Shortly after Andre Iguodala signed a four-year, $48 million contract with the Golden State Warriors this past July, the versatile wingman took to Twitter to reach out to the Warriors' incumbent star Steph Curry.
Clearly, Iguodala was, and still is, excited to play for one of the NBA's most exciting young teams, and rightfully so.
The 29-year-old spent eight somewhat futile seasons in Philadelphia before being dealt to the Denver Nuggets in 2012. In Denver, Iguodala helped the Nuggets to a 57-25 regular season record that was good enough to land Denver the third seed in the Western Conference playoffs. Despite Iguodala's best efforts, however, the Nuggets were upset in the first round by the Warriors in six exciting games.
Now, Iguodala is a proud member of the Warriors, and it couldn't be a better fit.

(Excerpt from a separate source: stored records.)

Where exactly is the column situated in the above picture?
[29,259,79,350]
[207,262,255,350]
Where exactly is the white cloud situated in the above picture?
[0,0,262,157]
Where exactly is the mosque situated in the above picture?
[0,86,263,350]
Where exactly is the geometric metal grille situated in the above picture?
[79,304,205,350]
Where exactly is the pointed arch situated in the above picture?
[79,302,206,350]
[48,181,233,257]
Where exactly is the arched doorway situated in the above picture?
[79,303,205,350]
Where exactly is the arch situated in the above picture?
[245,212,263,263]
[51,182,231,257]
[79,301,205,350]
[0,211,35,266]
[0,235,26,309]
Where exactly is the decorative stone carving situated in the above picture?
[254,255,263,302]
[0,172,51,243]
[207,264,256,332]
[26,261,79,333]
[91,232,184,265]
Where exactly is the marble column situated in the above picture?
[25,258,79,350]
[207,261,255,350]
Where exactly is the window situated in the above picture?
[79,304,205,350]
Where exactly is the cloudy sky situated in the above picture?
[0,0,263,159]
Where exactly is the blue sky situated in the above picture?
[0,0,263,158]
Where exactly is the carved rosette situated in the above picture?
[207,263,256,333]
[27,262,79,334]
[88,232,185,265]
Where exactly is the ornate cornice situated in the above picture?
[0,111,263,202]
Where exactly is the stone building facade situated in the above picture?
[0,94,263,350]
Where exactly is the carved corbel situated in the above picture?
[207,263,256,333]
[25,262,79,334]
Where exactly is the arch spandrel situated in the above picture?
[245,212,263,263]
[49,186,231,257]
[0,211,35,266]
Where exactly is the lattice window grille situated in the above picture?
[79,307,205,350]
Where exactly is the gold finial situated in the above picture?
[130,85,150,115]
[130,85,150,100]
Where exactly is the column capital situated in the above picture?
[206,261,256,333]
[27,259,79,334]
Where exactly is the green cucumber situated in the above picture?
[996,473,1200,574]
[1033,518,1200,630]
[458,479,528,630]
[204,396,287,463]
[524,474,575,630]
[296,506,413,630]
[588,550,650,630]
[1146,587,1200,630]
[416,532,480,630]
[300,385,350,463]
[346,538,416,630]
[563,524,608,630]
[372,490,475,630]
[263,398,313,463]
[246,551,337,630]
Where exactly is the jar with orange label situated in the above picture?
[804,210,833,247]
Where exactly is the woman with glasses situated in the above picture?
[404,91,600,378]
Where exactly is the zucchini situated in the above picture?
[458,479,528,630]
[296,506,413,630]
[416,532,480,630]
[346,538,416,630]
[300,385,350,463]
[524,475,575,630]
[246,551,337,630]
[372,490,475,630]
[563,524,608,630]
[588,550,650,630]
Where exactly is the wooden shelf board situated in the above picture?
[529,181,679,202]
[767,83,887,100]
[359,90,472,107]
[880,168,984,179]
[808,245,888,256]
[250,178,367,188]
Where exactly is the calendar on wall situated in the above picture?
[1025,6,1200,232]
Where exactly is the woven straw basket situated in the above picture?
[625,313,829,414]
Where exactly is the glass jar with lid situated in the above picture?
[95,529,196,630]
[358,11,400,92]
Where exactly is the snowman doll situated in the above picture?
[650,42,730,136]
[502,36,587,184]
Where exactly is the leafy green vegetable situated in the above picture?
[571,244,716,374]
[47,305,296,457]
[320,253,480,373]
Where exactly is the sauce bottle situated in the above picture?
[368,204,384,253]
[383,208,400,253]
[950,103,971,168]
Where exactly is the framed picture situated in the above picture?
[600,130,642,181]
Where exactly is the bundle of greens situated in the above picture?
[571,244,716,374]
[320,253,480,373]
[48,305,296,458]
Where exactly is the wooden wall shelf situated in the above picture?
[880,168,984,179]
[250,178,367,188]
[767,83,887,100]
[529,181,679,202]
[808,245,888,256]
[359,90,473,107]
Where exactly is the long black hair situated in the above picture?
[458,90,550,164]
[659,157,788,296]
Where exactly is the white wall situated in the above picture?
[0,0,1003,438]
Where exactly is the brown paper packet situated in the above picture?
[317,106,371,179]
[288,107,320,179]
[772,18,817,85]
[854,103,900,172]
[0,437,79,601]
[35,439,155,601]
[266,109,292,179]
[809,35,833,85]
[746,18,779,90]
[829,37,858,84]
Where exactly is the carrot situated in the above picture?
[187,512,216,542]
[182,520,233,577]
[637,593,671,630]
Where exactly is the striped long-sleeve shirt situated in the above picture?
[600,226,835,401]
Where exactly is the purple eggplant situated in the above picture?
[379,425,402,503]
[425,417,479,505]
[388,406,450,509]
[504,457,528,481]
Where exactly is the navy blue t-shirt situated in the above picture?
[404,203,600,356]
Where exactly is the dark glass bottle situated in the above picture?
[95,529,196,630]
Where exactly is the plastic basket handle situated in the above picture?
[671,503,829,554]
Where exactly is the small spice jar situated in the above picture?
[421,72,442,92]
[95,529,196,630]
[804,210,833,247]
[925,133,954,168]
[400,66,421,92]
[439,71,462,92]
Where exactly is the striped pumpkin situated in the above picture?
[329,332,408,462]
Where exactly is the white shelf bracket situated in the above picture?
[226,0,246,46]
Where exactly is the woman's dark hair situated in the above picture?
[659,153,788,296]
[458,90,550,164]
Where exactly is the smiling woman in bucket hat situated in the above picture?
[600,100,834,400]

Iguodala is one of the league's most explosive slashers. His ability to get to the rim and finish is relatively unparalleled in today's game. With his explosive first step, Iguodala is able to blow by his defender in transition, forcing other perimeter defenders to play help defense. Unfortunately for those defenders, it is usually too little, too late, as shown in the videos below.
In Golden State, however, opposing teams will be hesitant to play help defense and leave the Warriors' deadly three-point shooters open in the corners. Steph Curry, Harrison Barnes and Klay Thompson form the NBA's most lethal trio of long-range shooters. Last season, Curry drained an NBA record-setting 272 three-pointers. Did I mention he was shooting 45.3 percent from deep? Thus, Iguodala should find the lane even more open than it was in Philadelphia or Denver.
Beyond his affinity for high-flying, one-handed crams, Iguodala is one of the few players in the NBA who enjoys playing defense as much as he does offense. Over the course of his career, Iguodala has proven to be one of the most consistent defenders in the league. Last season Iguodala held opposing 2-guards to a meager 12.7 player efficiency rating per 48 minutes, according to 82games.com
According to TeamRankings.com, Golden State ranked 20th in team defense last season, allowing opposing teams 100.6 points per game. Iguodala's ability to guard virtually any position on the floor will undoubtedly bolster Golden State's defensive schemes.
Listen to Iguodala describe how he guards two of the best players on the planet.
It's unclear what "it" Iguodala was referring to when he Tweeted "LETS GET IT!!!!" Sure, "let's get it" is common vernacular in today's sports culture. However, I think Iguodala was referring to a specific "it." The "it" that the Golden State Warriors haven't achieved since 1975, an NBA Championship.